Una tarde algo silenciosa y solitaria, tan sólo se escucha el curioso efecto doppler de los coches que viene y van. Mordisqueo, como ratoncillo, una pera durísima y dulce y, mientras, escribo con una exaltación primaveral o, mejor dicho, casi estival.
Te cubro sobre papeles blancos con la palma de mi mano. Te voy arropando con un una neblina de gestos, de pequeños ademanes que gota a gota exteriorizan la ola acezante que me sumerge, incluso despierto, en sueños. Contengo mis aspavientos, mas me es imposible moderar el intenso calor que disipa mi corazón y por ello, cuando revientan como burbujas, surgen aparatosos visajes de este cascarón afortunado que hospeda a dos brillantes flores.

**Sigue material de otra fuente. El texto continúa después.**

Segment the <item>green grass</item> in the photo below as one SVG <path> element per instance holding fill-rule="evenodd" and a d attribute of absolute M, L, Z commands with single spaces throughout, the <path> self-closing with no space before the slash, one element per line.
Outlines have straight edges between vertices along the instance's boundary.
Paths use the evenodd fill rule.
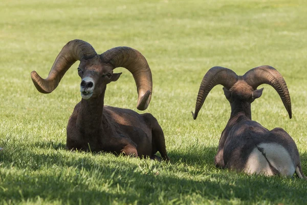
<path fill-rule="evenodd" d="M 253 119 L 292 136 L 307 174 L 305 1 L 53 2 L 0 2 L 0 203 L 306 203 L 306 181 L 215 168 L 230 114 L 221 86 L 196 120 L 190 113 L 211 67 L 241 75 L 262 65 L 276 68 L 288 85 L 293 117 L 264 86 Z M 36 91 L 30 74 L 46 76 L 61 48 L 76 38 L 99 53 L 126 46 L 146 57 L 154 78 L 146 112 L 164 130 L 170 163 L 65 150 L 67 122 L 81 98 L 78 64 L 48 95 Z M 105 104 L 137 111 L 133 78 L 117 70 L 123 74 L 108 86 Z"/>

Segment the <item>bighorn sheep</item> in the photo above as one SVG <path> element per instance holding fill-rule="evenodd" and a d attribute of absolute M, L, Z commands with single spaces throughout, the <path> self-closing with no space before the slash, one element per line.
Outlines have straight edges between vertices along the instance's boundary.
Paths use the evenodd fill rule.
<path fill-rule="evenodd" d="M 106 85 L 122 73 L 113 70 L 123 67 L 130 71 L 138 93 L 137 108 L 145 110 L 150 101 L 151 72 L 145 57 L 136 50 L 120 47 L 99 55 L 88 43 L 75 39 L 68 43 L 56 57 L 48 77 L 35 71 L 31 75 L 41 93 L 49 93 L 76 61 L 80 60 L 78 74 L 81 78 L 82 99 L 75 106 L 67 126 L 67 148 L 150 157 L 159 151 L 168 160 L 163 132 L 149 113 L 139 114 L 128 109 L 104 106 Z"/>
<path fill-rule="evenodd" d="M 210 69 L 202 81 L 193 117 L 197 117 L 210 91 L 217 85 L 223 85 L 231 114 L 220 139 L 215 166 L 268 176 L 292 176 L 295 172 L 299 177 L 305 178 L 291 137 L 281 128 L 269 131 L 251 120 L 251 104 L 262 94 L 263 88 L 257 88 L 264 84 L 276 90 L 291 118 L 290 96 L 286 82 L 278 71 L 269 66 L 253 68 L 243 76 L 226 68 Z"/>

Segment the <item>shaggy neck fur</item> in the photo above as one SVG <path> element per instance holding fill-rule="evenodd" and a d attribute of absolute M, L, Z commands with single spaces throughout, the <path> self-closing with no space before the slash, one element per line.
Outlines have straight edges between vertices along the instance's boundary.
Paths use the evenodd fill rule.
<path fill-rule="evenodd" d="M 105 88 L 97 97 L 81 100 L 81 109 L 78 115 L 77 125 L 82 130 L 97 133 L 98 129 L 101 129 L 105 92 Z"/>
<path fill-rule="evenodd" d="M 231 114 L 230 119 L 239 113 L 244 113 L 249 119 L 252 119 L 251 104 L 245 101 L 235 101 L 231 104 Z"/>

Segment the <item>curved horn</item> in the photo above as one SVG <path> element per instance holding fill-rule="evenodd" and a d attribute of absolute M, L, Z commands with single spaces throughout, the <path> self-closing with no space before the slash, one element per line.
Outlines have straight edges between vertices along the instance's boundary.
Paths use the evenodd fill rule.
<path fill-rule="evenodd" d="M 270 66 L 262 66 L 253 68 L 243 75 L 244 80 L 254 90 L 261 84 L 268 84 L 277 92 L 290 119 L 292 118 L 291 100 L 286 81 L 276 69 Z"/>
<path fill-rule="evenodd" d="M 91 58 L 96 55 L 96 51 L 88 43 L 78 39 L 71 40 L 64 46 L 57 56 L 48 77 L 43 79 L 33 71 L 31 73 L 31 77 L 38 91 L 50 93 L 55 89 L 66 71 L 75 62 Z"/>
<path fill-rule="evenodd" d="M 137 108 L 146 110 L 151 98 L 152 78 L 145 57 L 137 50 L 126 47 L 114 48 L 100 56 L 104 62 L 111 64 L 114 69 L 125 68 L 132 73 L 138 94 Z"/>
<path fill-rule="evenodd" d="M 208 70 L 204 76 L 200 87 L 195 106 L 195 113 L 192 112 L 193 118 L 196 119 L 207 96 L 214 86 L 220 84 L 229 90 L 237 79 L 237 74 L 226 68 L 215 66 Z"/>

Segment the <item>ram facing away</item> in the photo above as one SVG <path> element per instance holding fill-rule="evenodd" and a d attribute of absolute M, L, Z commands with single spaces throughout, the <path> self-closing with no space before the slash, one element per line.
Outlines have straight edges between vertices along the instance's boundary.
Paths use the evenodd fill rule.
<path fill-rule="evenodd" d="M 196 118 L 210 91 L 217 85 L 223 85 L 231 113 L 220 139 L 215 166 L 268 176 L 292 176 L 295 172 L 299 177 L 305 178 L 291 137 L 281 128 L 269 131 L 252 120 L 251 104 L 261 95 L 263 88 L 257 88 L 264 84 L 276 90 L 291 118 L 291 102 L 286 82 L 275 69 L 269 66 L 253 68 L 243 76 L 226 68 L 210 69 L 201 83 L 193 117 Z"/>
<path fill-rule="evenodd" d="M 139 114 L 128 109 L 104 106 L 106 85 L 121 74 L 113 73 L 118 67 L 130 71 L 138 93 L 137 108 L 145 110 L 152 89 L 151 73 L 145 57 L 138 51 L 116 47 L 99 55 L 89 43 L 74 40 L 63 47 L 48 77 L 35 71 L 31 75 L 36 89 L 49 93 L 57 87 L 71 66 L 80 60 L 78 74 L 82 99 L 74 110 L 67 126 L 67 148 L 169 160 L 163 132 L 149 113 Z"/>

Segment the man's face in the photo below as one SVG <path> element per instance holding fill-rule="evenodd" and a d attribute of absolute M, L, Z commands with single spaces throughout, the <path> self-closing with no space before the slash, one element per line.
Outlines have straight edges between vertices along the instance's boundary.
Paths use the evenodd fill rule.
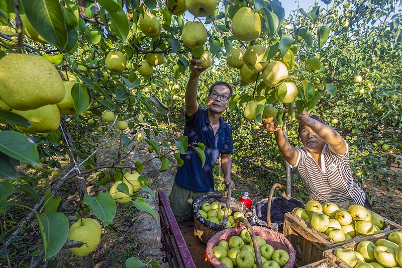
<path fill-rule="evenodd" d="M 214 97 L 215 95 L 219 96 L 214 99 L 213 97 Z M 221 84 L 217 85 L 212 88 L 212 91 L 207 99 L 208 101 L 208 108 L 215 113 L 223 113 L 229 106 L 229 98 L 230 97 L 230 90 L 226 86 Z M 222 101 L 221 98 L 227 98 L 228 100 Z"/>
<path fill-rule="evenodd" d="M 325 143 L 323 139 L 306 126 L 302 126 L 300 139 L 306 149 L 315 153 L 321 153 Z"/>

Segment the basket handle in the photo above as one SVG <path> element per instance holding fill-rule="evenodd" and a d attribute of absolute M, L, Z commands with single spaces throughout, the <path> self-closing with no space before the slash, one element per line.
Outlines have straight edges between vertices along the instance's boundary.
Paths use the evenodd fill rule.
<path fill-rule="evenodd" d="M 228 188 L 229 190 L 228 190 L 228 200 L 226 200 L 226 208 L 225 209 L 225 214 L 223 215 L 223 218 L 222 218 L 222 221 L 221 223 L 221 225 L 224 227 L 224 228 L 226 227 L 226 224 L 228 223 L 228 217 L 229 215 L 228 215 L 229 213 L 229 209 L 230 208 L 230 200 L 232 196 L 232 186 L 230 184 L 228 185 Z"/>
<path fill-rule="evenodd" d="M 254 253 L 255 253 L 255 261 L 256 262 L 257 268 L 261 268 L 262 267 L 262 261 L 261 259 L 261 250 L 260 250 L 260 246 L 258 244 L 258 240 L 257 240 L 257 236 L 255 235 L 254 230 L 251 225 L 247 221 L 247 220 L 243 217 L 240 217 L 236 219 L 236 226 L 239 227 L 242 224 L 244 224 L 246 226 L 246 228 L 250 233 L 250 236 L 251 237 L 251 241 L 253 241 L 253 247 L 254 248 Z"/>
<path fill-rule="evenodd" d="M 275 184 L 272 186 L 272 188 L 271 188 L 271 192 L 269 192 L 269 197 L 268 199 L 268 209 L 267 209 L 267 225 L 268 227 L 270 227 L 272 225 L 272 223 L 271 222 L 271 203 L 272 202 L 272 196 L 273 196 L 273 193 L 275 192 L 275 189 L 276 187 L 278 187 L 279 189 L 280 190 L 280 191 L 282 192 L 282 196 L 283 197 L 286 197 L 286 193 L 285 193 L 285 190 L 283 190 L 283 188 L 282 187 L 282 186 L 280 184 Z"/>

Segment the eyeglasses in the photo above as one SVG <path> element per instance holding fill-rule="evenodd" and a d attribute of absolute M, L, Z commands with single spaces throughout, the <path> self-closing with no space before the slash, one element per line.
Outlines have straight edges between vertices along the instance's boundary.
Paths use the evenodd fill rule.
<path fill-rule="evenodd" d="M 220 95 L 219 94 L 217 94 L 216 93 L 211 93 L 210 94 L 210 96 L 212 99 L 216 99 L 219 97 L 221 101 L 223 102 L 226 102 L 229 99 L 229 97 L 227 96 L 225 96 L 225 95 Z"/>

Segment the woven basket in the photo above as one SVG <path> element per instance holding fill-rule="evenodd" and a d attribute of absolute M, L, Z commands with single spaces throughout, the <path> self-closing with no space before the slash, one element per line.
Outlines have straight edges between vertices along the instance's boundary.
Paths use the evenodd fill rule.
<path fill-rule="evenodd" d="M 221 231 L 211 237 L 207 245 L 206 255 L 207 259 L 216 268 L 227 268 L 222 264 L 216 257 L 214 253 L 213 248 L 218 244 L 221 240 L 229 240 L 229 238 L 235 235 L 239 236 L 242 230 L 245 228 L 248 230 L 253 241 L 253 245 L 255 253 L 256 264 L 257 268 L 261 267 L 261 251 L 260 251 L 258 243 L 257 242 L 256 235 L 261 236 L 267 244 L 272 246 L 274 249 L 283 249 L 289 254 L 289 261 L 282 268 L 293 268 L 294 262 L 296 261 L 296 252 L 292 244 L 289 242 L 285 236 L 280 233 L 272 231 L 269 228 L 261 226 L 253 226 L 248 222 L 243 222 L 244 226 L 240 226 L 239 220 L 236 220 L 236 227 L 226 229 Z M 241 223 L 240 223 L 241 224 Z"/>
<path fill-rule="evenodd" d="M 280 190 L 282 197 L 272 197 L 277 187 Z M 284 203 L 287 205 L 286 207 L 283 207 Z M 282 205 L 281 210 L 283 212 L 283 217 L 279 217 L 272 220 L 273 219 L 271 218 L 271 207 L 275 208 L 275 209 L 278 209 L 277 206 L 280 206 L 281 204 Z M 266 208 L 266 214 L 262 213 L 263 211 L 265 211 L 265 209 L 263 209 Z M 253 225 L 266 227 L 274 231 L 282 232 L 283 230 L 285 214 L 292 211 L 295 208 L 305 208 L 305 204 L 298 199 L 292 197 L 287 197 L 282 186 L 279 184 L 275 184 L 271 189 L 269 198 L 267 199 L 263 199 L 258 201 L 253 206 L 251 210 L 251 223 Z"/>
<path fill-rule="evenodd" d="M 230 196 L 230 191 L 229 194 L 228 195 L 229 197 Z M 199 239 L 204 243 L 207 243 L 214 235 L 225 229 L 225 227 L 203 218 L 198 213 L 198 210 L 200 209 L 201 206 L 205 203 L 208 202 L 211 204 L 214 201 L 219 201 L 223 207 L 226 207 L 227 200 L 227 197 L 224 197 L 221 194 L 212 194 L 201 197 L 194 201 L 192 209 L 194 214 L 194 235 L 198 236 Z M 243 203 L 237 199 L 230 198 L 229 208 L 232 210 L 232 214 L 236 211 L 241 211 L 244 214 L 246 218 L 250 218 L 251 217 L 251 211 L 247 209 Z M 225 220 L 225 218 L 224 217 L 223 219 Z M 226 219 L 227 220 L 227 216 Z"/>

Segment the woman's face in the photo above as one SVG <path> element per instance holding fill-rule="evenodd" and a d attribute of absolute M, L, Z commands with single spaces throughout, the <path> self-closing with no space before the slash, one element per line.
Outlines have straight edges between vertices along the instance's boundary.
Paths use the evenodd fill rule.
<path fill-rule="evenodd" d="M 300 139 L 306 148 L 309 151 L 321 153 L 325 141 L 307 126 L 302 126 L 300 132 Z"/>

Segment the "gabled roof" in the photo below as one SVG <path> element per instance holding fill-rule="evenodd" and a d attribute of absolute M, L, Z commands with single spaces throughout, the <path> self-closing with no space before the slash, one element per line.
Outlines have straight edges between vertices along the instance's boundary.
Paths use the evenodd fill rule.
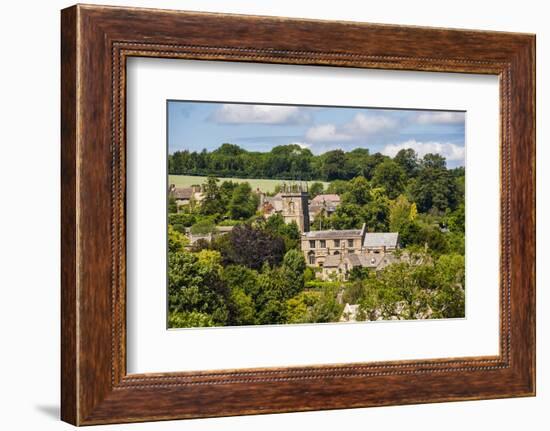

Crece mi júbilo hasta tal súmmum que neblina se tupe de deseos. Mi pasión hoza el barro derretido de mi pecho para revelar los candentes rizomas con los que tú, mi Amor, colmas mi corazón. A diario asgo una raíz menuda y selecta y la ovillo en mis yemas, son las líneas que serigrafían la palma de mi mano, infinitas briznas que revierto desde mi corazón espejo hasta el remoto cosmos de tus ojos.
Mi Amor, Vida mía, yo tan sólo manejo el telar de vellón de lana que ahíta mi alma y si extiendo la palma de mi mano muestro un resplandor nostálgico y, a la vez, voluptuosos del único destino que anhelo, vivir amándote…, que tu Amor sea el hado de mi vida.